Elron’s train ticket prices are due to change on the stroke of New Year
As of 1 January 2022, rail fares will increase by an average figure of 9.5%. The price increase is a necessary one, thanks to similar increases in diesel fuel and electricity costs, as well as due to higher infrastructure fees. Train ticket prices were last raised in August 2019.
‘Elron has so far avoided imposing an increase in rail fares, but diesel fuel and electricity prices have steadily been climbing upwards for quite a while now. This continual increase in input prices sooner or later has to have an effect on rail traffic. Therefore we have inevitably been forced to increase rail fares as a result,’ explained Lauri Betlem, chairman of the Elron management board.
Rail fares have remained at their current level for more than two years. During this period, the cost of inputs has grown significantly. Estimated expenses in terms of energy requirements - amounts spent on electricity and diesel fuel - are 45% higher than they were in 2020. This means that those expenses are 2.5 million euros higher than they were, while infrastructure fees which make it possible to use the tracks are now 16% higher - or more than three million euros.
The government subsidy to cover Elron’s operating expenses will next year amount to thirty million euros. The annual growth of this subsidy is 2.6 million euros which will not, however, fully cover the increase in the cost of the inputs.

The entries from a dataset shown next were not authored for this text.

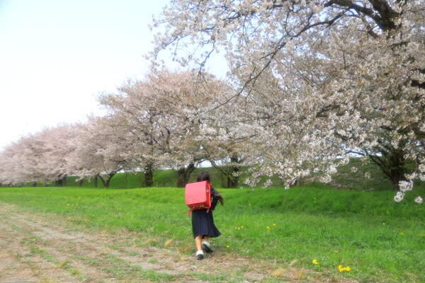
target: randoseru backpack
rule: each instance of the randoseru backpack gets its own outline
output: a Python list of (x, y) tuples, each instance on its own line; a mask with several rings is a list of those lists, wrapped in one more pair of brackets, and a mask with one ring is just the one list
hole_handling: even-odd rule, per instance
[(210, 182), (191, 183), (184, 188), (184, 200), (189, 207), (188, 216), (193, 210), (210, 209), (211, 207), (211, 190)]

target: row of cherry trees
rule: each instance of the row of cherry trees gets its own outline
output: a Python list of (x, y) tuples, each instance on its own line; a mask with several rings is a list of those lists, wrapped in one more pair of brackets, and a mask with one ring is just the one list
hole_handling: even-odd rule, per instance
[(152, 57), (171, 53), (202, 69), (224, 51), (237, 99), (252, 103), (230, 113), (238, 122), (220, 139), (249, 141), (238, 152), (257, 165), (252, 184), (266, 175), (289, 185), (318, 172), (329, 180), (355, 154), (382, 169), (400, 201), (414, 179), (425, 180), (424, 7), (423, 0), (175, 0), (154, 23)]
[(126, 170), (144, 171), (144, 185), (152, 186), (154, 170), (171, 168), (177, 185), (184, 186), (203, 161), (220, 168), (227, 168), (226, 160), (234, 161), (230, 146), (200, 138), (210, 119), (199, 109), (211, 111), (210, 105), (232, 95), (223, 81), (193, 71), (163, 70), (128, 81), (118, 93), (99, 96), (105, 115), (47, 128), (6, 146), (0, 153), (0, 183), (60, 185), (67, 176), (77, 175), (108, 187), (117, 172)]

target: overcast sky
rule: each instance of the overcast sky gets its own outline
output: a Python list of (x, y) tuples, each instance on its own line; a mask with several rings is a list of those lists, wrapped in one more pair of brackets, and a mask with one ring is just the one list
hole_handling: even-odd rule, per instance
[(0, 0), (0, 150), (99, 113), (96, 96), (142, 79), (148, 23), (169, 0)]

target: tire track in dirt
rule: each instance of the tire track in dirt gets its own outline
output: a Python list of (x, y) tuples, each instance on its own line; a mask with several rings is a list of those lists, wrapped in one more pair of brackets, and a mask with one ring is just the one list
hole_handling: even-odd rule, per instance
[[(242, 282), (278, 277), (298, 282), (290, 266), (228, 253), (212, 253), (197, 261), (177, 248), (132, 245), (129, 238), (134, 236), (75, 231), (60, 218), (22, 212), (0, 202), (0, 283), (205, 282), (210, 276), (221, 282), (227, 282), (225, 277)], [(307, 282), (330, 280), (313, 277)]]

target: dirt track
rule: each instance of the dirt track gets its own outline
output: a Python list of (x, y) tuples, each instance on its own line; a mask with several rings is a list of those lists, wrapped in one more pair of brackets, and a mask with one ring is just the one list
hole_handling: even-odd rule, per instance
[(113, 236), (72, 230), (59, 219), (21, 213), (0, 202), (0, 283), (205, 282), (208, 278), (292, 282), (299, 282), (295, 277), (300, 272), (305, 274), (304, 282), (332, 282), (314, 279), (317, 276), (305, 270), (229, 254), (213, 253), (196, 261), (172, 245), (140, 247), (132, 244), (131, 238), (128, 233)]

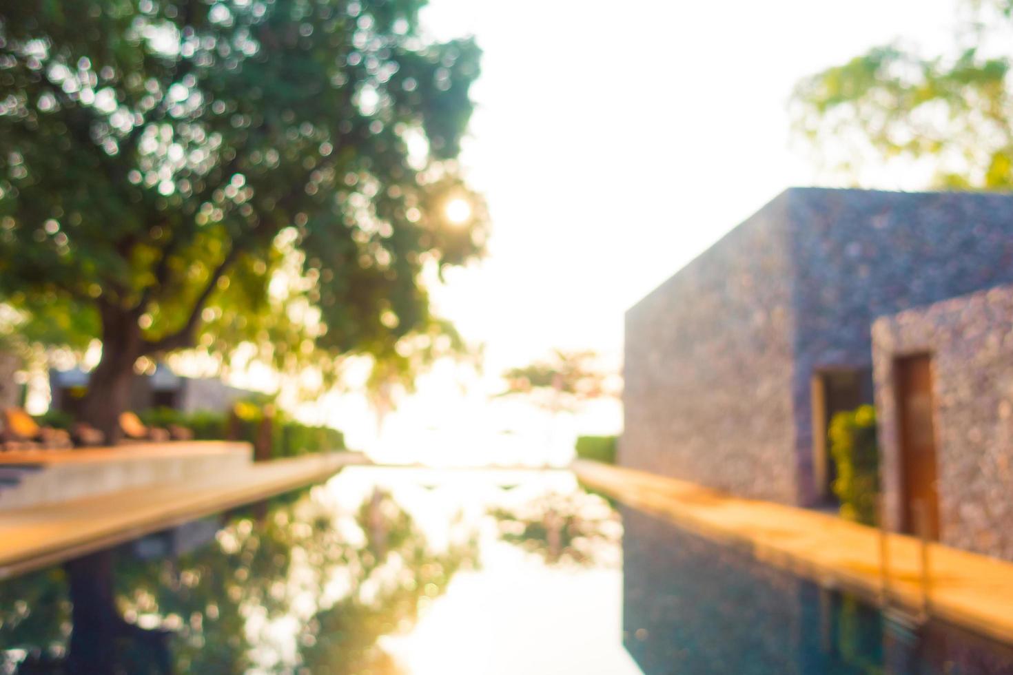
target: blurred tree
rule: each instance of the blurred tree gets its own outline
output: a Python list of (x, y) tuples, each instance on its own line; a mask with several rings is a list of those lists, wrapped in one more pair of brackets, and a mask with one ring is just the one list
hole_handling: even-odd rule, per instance
[(900, 160), (939, 187), (1013, 186), (1011, 9), (966, 0), (948, 56), (879, 47), (805, 78), (792, 101), (796, 132), (853, 182), (873, 162)]
[[(470, 530), (434, 549), (385, 493), (355, 514), (322, 491), (293, 493), (256, 520), (248, 509), (234, 515), (213, 542), (176, 558), (121, 550), (110, 576), (118, 625), (93, 642), (114, 663), (107, 672), (393, 673), (380, 638), (412, 625), (418, 605), (477, 555)], [(97, 672), (68, 650), (69, 599), (60, 568), (0, 583), (0, 672)], [(279, 622), (293, 618), (287, 635)], [(95, 626), (82, 632), (96, 638)]]
[(515, 508), (495, 507), (499, 538), (540, 556), (548, 565), (613, 564), (619, 558), (619, 513), (582, 490), (549, 493)]
[(454, 161), (480, 53), (425, 39), (423, 4), (0, 6), (0, 300), (31, 339), (102, 340), (92, 423), (141, 357), (251, 342), (326, 375), (443, 325), (423, 275), (484, 247)]
[(556, 349), (546, 360), (506, 370), (506, 391), (500, 396), (528, 396), (552, 413), (572, 410), (582, 401), (612, 395), (598, 361), (593, 351)]

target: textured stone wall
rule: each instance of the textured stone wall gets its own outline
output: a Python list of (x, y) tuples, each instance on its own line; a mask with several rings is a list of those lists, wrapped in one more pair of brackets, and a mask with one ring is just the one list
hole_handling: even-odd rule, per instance
[(619, 462), (795, 498), (783, 196), (626, 314)]
[(811, 377), (872, 365), (876, 317), (1013, 282), (1013, 197), (787, 191), (798, 503), (816, 501)]
[(929, 353), (942, 540), (1013, 561), (1013, 286), (883, 317), (872, 341), (888, 524), (903, 500), (893, 361)]
[(792, 188), (626, 315), (620, 462), (817, 501), (811, 378), (876, 317), (1013, 282), (1013, 196)]

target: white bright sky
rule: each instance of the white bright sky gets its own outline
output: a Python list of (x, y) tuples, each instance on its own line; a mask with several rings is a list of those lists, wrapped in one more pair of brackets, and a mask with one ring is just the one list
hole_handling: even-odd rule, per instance
[(785, 187), (821, 183), (789, 144), (795, 83), (897, 39), (939, 52), (954, 18), (952, 0), (432, 0), (434, 34), (484, 51), (462, 164), (489, 203), (489, 255), (436, 299), (485, 344), (485, 374), (438, 367), (379, 441), (355, 397), (319, 414), (377, 456), (437, 462), (508, 460), (502, 429), (538, 439), (509, 459), (523, 461), (565, 460), (576, 431), (618, 431), (617, 405), (559, 428), (487, 397), (553, 347), (618, 367), (629, 306)]

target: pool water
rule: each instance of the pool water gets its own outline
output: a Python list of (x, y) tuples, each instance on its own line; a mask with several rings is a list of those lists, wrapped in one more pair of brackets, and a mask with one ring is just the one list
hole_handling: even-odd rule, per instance
[(1013, 673), (582, 490), (357, 467), (0, 582), (0, 673)]

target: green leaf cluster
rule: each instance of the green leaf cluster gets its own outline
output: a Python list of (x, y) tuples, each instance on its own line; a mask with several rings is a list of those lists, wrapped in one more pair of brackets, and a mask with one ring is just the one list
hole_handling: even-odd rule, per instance
[(1013, 27), (1010, 8), (965, 3), (947, 54), (884, 46), (803, 79), (790, 106), (795, 132), (852, 182), (880, 164), (925, 169), (935, 187), (1013, 187), (1013, 53), (981, 47)]
[(428, 39), (422, 5), (5, 3), (0, 302), (25, 335), (326, 374), (446, 328), (424, 279), (486, 237), (455, 162), (480, 50)]
[(831, 486), (841, 501), (841, 515), (865, 525), (878, 522), (879, 446), (876, 411), (860, 406), (834, 416), (830, 424), (830, 451), (837, 465)]

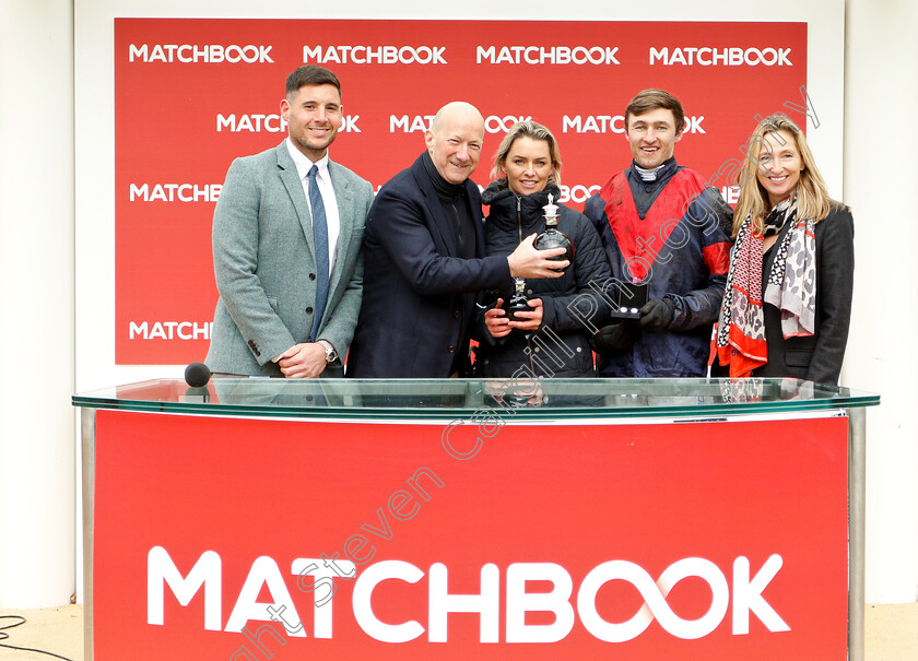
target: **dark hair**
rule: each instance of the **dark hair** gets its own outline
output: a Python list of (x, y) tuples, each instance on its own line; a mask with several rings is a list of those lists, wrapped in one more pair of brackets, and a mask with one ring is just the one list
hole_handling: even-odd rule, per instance
[(657, 90), (655, 87), (638, 92), (628, 102), (628, 107), (625, 109), (625, 130), (628, 127), (628, 117), (632, 115), (644, 115), (657, 108), (672, 110), (672, 116), (675, 119), (675, 132), (682, 132), (682, 129), (685, 128), (685, 113), (682, 109), (682, 104), (666, 90)]
[(338, 76), (325, 67), (318, 64), (303, 64), (287, 76), (286, 94), (294, 94), (303, 85), (334, 85), (341, 95), (341, 82)]

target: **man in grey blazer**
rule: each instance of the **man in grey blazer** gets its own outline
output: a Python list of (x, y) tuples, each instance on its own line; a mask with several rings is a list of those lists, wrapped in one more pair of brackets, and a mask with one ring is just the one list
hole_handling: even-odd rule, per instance
[(281, 117), (287, 139), (236, 158), (214, 210), (220, 299), (205, 362), (215, 374), (343, 376), (373, 188), (328, 157), (342, 123), (331, 71), (291, 73)]

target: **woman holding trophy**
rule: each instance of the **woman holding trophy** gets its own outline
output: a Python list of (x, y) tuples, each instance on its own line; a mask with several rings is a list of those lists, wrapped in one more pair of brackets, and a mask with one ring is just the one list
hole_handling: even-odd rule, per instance
[(491, 176), (494, 180), (482, 193), (491, 208), (485, 220), (489, 256), (509, 255), (525, 238), (540, 233), (537, 248), (557, 247), (566, 239), (573, 255), (558, 258), (570, 260), (563, 276), (508, 282), (480, 316), (484, 328), (475, 355), (476, 374), (487, 378), (595, 376), (589, 338), (609, 314), (598, 290), (611, 279), (611, 270), (589, 220), (556, 203), (561, 196), (557, 141), (540, 123), (517, 122), (497, 149)]
[(748, 146), (719, 363), (731, 377), (835, 385), (851, 317), (851, 211), (828, 197), (807, 138), (787, 116), (763, 120)]

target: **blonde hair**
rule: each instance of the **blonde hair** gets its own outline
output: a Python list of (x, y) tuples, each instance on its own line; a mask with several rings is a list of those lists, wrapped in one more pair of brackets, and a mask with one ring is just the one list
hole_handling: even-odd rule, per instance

‘Elron has so far been trying to avoid any rail fares increase. Unfortunately the overall increase in running costs now has a direct impact on train service provision, leaving no option but to increase ticket costs on Elron’s services by an average figure of 9.5%,’ explained Betlem, adding that this price increase covers the current increase in input prices, as well as the forecast for next year’s running costs.
The chairman of Elron’s management board explained that the fares increase will only add between ten and forty eurocents to the cost of a ticket on services within the vicinity of the cities, and around one euro to longer-distance services. ‘We will continue to implement the demand-based pricing of express services which we launched in 2019, which means that more favourable ticket prices are available for less popular departures,’ said Betlem.
Therefore, when buying a ticket on the train, the maximum new price of a journey from Tallinn to Rapla or from Tallinn to Aegviidu (a ticket which covers four travel zones) will be 3.7 euros instead of the current 3.4 euros. A ticket for the Tallinn-Tartu expert line will cost 13.6 euros instead of the current 12.5 euros. The current discount options will also remain available. For example, tickets which are purchased online will still cost 15% less, and tickets which are purchased from a ticket vending machine will still be 10% less than those purchased from a customer attendant on a train.
Elron intends to stick to the current train schedules on a nationwide basis for the first quarter of 2022, while offering a slight increase in the number of departures from the second quarter. ‘While Elron’s trains were used for six million journeys in 2021, we are hoping that the number of customers will increase again next year, and that we will be able to hit the level of seven million journeys by the end of 2022,’ said Betlem, admitting that restoring the pre-coronavirus service volume is estimated to take more time. He confirmed that Elron will carry on working to improve connection speeds on the Tallinn-Tartu, Tallinn-Narva, and Tallinn-Viljandi routes.